Why does the CR, conditioned response, mysteriously change to a physiological reaction totally opposite to the UCR, the unconditioned response to heroin?

In fact, the connection between the conditioned stimulus or CS (tone or rat) and the unconditioned stimulus or UCS (food or loud noise) must make sense and be useful, otherwise an animal or human won't learn that connection.

Nothing but the truth of the rationality of the unconditioned mind gives such power to the ever-popular story of the emperor's new clothes.

The same applies to the series of causes, one being prior to the other, and to the series leading from conditioned to unconditioned necessary existence, which can never be regarded either by itself finite in its totality or infinite, because, as a series of subordinated representations, it forms a dynamical regressus only, and cannot exist prior to it, by itself, as a self-subsistent series of things.
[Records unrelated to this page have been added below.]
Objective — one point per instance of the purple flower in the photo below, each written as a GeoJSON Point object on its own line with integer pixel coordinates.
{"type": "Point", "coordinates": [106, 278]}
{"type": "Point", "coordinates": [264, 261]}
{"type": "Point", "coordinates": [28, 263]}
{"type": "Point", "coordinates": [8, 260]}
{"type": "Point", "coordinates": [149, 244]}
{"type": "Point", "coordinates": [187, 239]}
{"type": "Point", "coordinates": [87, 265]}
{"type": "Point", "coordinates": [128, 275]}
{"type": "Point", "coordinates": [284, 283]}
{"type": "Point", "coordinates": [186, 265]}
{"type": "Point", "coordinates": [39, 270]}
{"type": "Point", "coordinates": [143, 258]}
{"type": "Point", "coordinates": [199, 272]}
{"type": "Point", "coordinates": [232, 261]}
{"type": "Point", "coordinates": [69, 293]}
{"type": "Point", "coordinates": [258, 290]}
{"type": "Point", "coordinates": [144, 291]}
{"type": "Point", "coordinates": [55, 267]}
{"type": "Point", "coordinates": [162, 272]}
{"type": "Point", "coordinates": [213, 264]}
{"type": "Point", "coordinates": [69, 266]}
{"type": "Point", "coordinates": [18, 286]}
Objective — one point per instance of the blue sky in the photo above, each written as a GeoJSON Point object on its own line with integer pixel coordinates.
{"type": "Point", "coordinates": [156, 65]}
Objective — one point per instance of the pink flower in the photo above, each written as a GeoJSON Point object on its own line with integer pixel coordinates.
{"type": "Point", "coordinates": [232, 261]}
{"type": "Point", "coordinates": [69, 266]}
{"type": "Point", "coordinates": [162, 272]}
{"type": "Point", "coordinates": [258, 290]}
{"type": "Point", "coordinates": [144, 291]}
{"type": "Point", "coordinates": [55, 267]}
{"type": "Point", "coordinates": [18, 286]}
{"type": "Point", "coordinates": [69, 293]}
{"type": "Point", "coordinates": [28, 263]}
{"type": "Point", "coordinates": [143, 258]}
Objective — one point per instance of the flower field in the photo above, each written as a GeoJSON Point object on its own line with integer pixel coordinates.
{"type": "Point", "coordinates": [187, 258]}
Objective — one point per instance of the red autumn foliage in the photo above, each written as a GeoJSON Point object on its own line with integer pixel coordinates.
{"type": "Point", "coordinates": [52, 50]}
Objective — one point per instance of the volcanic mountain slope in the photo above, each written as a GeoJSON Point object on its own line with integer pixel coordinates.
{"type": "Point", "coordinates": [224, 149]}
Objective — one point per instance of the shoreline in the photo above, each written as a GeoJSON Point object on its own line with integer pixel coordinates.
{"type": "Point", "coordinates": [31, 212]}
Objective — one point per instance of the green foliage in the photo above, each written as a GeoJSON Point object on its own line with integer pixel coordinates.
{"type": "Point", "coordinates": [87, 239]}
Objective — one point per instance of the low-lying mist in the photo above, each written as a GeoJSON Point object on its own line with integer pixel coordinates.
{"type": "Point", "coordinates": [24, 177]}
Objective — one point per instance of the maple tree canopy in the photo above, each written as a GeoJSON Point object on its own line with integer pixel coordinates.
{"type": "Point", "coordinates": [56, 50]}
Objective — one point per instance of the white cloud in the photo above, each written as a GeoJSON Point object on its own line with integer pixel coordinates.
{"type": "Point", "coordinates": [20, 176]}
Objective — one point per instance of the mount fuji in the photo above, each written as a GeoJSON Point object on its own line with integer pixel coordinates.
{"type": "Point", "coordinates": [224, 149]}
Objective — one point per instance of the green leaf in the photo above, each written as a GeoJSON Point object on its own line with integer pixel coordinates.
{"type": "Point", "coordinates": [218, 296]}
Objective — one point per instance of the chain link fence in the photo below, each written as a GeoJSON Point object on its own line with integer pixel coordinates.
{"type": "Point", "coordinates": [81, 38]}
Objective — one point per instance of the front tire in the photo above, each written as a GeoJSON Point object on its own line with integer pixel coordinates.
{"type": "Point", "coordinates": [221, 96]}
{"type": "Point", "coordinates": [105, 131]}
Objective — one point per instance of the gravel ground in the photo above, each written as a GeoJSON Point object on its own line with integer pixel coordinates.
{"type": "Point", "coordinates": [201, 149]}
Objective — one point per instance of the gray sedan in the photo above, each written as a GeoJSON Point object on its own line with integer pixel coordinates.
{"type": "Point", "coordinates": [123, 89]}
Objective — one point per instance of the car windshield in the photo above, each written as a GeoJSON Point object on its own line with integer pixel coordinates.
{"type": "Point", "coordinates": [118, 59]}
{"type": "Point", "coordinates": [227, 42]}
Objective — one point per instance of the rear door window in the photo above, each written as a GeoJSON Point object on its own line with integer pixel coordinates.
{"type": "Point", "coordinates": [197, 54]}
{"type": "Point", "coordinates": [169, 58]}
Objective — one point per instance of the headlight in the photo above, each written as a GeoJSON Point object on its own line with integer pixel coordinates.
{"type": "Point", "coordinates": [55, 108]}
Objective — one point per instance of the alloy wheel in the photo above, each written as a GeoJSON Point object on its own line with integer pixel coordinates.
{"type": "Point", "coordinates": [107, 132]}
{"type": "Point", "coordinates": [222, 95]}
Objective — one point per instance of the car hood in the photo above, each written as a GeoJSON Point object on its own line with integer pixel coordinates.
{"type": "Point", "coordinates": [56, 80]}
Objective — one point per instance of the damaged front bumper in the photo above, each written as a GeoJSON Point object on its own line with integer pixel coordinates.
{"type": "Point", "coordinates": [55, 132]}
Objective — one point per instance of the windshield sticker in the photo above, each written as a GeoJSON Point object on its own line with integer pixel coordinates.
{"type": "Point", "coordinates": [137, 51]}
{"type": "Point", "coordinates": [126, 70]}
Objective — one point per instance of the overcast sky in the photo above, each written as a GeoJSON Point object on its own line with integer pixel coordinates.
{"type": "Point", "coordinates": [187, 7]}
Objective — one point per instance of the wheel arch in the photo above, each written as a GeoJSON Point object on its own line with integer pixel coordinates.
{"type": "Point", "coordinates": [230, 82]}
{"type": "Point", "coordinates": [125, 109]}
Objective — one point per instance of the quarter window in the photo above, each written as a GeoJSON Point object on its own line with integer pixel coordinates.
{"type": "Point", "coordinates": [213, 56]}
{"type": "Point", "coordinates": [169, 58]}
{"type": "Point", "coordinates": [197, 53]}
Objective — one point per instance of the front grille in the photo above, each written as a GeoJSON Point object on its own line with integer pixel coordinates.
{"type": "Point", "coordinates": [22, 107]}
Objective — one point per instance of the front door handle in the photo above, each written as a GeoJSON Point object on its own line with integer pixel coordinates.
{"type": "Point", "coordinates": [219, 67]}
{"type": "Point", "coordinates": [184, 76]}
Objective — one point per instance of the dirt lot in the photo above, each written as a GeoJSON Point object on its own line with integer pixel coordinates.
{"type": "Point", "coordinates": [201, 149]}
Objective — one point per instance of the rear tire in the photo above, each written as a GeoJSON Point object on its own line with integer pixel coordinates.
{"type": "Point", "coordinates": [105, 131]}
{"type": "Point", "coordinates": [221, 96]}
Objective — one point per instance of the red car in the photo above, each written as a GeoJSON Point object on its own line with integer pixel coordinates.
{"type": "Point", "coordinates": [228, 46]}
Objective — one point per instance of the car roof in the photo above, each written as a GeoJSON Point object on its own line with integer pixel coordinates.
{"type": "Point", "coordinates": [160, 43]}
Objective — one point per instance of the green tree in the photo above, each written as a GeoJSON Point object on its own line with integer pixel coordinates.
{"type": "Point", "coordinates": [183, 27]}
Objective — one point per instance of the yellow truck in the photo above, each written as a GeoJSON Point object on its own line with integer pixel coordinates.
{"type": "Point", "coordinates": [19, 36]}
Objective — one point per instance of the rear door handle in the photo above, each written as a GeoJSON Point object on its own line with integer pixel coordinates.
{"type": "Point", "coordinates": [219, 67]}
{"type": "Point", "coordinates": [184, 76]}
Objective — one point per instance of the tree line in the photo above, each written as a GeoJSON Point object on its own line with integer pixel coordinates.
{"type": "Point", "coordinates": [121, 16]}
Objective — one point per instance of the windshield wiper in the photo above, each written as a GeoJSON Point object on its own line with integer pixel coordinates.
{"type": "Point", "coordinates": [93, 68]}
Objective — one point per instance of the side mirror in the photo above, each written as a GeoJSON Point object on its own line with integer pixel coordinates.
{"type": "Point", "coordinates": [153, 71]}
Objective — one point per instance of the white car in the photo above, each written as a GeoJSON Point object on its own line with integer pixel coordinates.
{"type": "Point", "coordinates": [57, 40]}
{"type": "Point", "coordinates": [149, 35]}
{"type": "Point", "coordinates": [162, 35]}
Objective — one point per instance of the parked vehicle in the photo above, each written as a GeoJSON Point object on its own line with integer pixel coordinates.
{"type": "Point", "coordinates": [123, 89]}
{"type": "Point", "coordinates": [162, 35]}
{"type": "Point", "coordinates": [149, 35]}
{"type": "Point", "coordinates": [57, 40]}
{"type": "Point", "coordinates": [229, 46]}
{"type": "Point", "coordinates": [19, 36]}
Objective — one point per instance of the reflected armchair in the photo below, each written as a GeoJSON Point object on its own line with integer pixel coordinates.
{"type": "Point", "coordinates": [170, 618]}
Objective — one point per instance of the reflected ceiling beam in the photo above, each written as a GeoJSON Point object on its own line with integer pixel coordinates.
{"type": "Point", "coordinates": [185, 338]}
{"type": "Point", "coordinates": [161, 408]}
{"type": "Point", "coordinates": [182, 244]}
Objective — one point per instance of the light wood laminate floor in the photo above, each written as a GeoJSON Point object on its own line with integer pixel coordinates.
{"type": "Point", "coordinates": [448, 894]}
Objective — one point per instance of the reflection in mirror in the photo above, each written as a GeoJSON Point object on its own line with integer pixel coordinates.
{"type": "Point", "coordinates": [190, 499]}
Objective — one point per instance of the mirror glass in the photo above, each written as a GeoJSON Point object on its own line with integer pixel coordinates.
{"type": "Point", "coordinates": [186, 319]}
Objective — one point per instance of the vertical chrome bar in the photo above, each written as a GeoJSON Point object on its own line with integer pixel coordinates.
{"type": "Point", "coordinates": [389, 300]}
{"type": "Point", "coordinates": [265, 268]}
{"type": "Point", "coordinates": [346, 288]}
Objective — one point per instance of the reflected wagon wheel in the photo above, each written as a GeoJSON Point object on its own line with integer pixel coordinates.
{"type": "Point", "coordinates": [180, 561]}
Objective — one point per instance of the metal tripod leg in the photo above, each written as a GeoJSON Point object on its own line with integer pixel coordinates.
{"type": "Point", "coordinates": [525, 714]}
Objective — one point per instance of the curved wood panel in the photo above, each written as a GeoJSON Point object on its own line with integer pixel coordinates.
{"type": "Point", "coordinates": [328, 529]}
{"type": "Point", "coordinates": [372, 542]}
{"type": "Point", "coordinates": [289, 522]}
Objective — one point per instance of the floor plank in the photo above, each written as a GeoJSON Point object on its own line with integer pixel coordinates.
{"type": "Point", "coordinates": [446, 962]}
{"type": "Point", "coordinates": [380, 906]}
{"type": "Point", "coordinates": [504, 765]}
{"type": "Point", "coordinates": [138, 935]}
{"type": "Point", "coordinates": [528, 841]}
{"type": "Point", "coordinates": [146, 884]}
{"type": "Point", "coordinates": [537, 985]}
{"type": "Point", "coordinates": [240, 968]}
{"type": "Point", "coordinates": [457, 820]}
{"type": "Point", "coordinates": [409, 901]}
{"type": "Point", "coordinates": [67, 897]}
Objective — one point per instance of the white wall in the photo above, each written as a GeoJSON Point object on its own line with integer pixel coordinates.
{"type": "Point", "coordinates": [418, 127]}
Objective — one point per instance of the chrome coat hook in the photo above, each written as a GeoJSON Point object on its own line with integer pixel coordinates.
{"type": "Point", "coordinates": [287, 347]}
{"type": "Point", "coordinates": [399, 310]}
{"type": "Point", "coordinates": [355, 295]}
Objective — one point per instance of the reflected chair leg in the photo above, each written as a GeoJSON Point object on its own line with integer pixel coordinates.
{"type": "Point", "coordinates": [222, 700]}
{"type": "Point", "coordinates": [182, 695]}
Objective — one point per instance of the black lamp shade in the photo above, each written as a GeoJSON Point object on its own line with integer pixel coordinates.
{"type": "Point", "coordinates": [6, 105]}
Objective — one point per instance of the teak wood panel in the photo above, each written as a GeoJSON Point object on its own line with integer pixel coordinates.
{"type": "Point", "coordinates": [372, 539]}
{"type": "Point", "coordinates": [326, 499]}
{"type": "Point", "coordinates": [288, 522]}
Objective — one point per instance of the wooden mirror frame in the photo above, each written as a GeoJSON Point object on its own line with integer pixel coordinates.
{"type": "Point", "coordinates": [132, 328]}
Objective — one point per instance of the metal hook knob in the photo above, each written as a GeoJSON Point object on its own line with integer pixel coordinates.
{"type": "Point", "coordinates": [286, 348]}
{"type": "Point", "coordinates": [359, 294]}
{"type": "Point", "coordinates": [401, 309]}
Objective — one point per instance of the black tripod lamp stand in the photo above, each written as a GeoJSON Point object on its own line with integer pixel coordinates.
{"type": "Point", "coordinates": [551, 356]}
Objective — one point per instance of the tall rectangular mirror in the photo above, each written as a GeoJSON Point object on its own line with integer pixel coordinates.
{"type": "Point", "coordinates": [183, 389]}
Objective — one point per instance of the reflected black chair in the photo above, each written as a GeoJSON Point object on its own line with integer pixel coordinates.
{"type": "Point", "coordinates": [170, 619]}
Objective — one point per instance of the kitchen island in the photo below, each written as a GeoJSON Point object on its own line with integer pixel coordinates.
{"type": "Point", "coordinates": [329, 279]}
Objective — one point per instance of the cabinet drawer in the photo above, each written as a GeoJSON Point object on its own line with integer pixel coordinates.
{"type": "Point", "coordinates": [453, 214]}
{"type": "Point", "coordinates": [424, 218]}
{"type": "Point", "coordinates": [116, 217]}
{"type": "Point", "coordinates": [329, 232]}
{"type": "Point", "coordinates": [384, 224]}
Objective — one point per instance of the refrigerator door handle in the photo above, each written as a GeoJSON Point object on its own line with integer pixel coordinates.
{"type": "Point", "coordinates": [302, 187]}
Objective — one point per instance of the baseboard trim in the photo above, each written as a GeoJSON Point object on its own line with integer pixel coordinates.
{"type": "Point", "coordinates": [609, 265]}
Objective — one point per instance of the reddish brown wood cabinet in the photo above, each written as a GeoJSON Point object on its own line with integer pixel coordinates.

The transcendental idea of a necessary and all-sufficient original Being is so overwhelming, so high above everything empirical, which is always conditioned, that we can never find in experience enough material to fill such a concept, and can only grope about among things conditioned, looking in vain for the unconditioned, of which no rule of any empirical synthesis can ever give us an example, or even show the way towards it.

A rat can learn to cross a barrier between one side of a box and the other in response to a signal which consists merely of the train of impulses to the hippocampus as the unconditioned stimulus.

The task that is now before us in the transcendental Dialectic which has to be developed from sources deeply hidden in the human reason, is this: to discover the correctness or otherwise the falsehood of the principle that the series of conditions (in the synthesis of phenomena, or of objective thought in general) extends to the unconditioned, and what consequences result therefrom with regard to the empirical use of the understanding:—.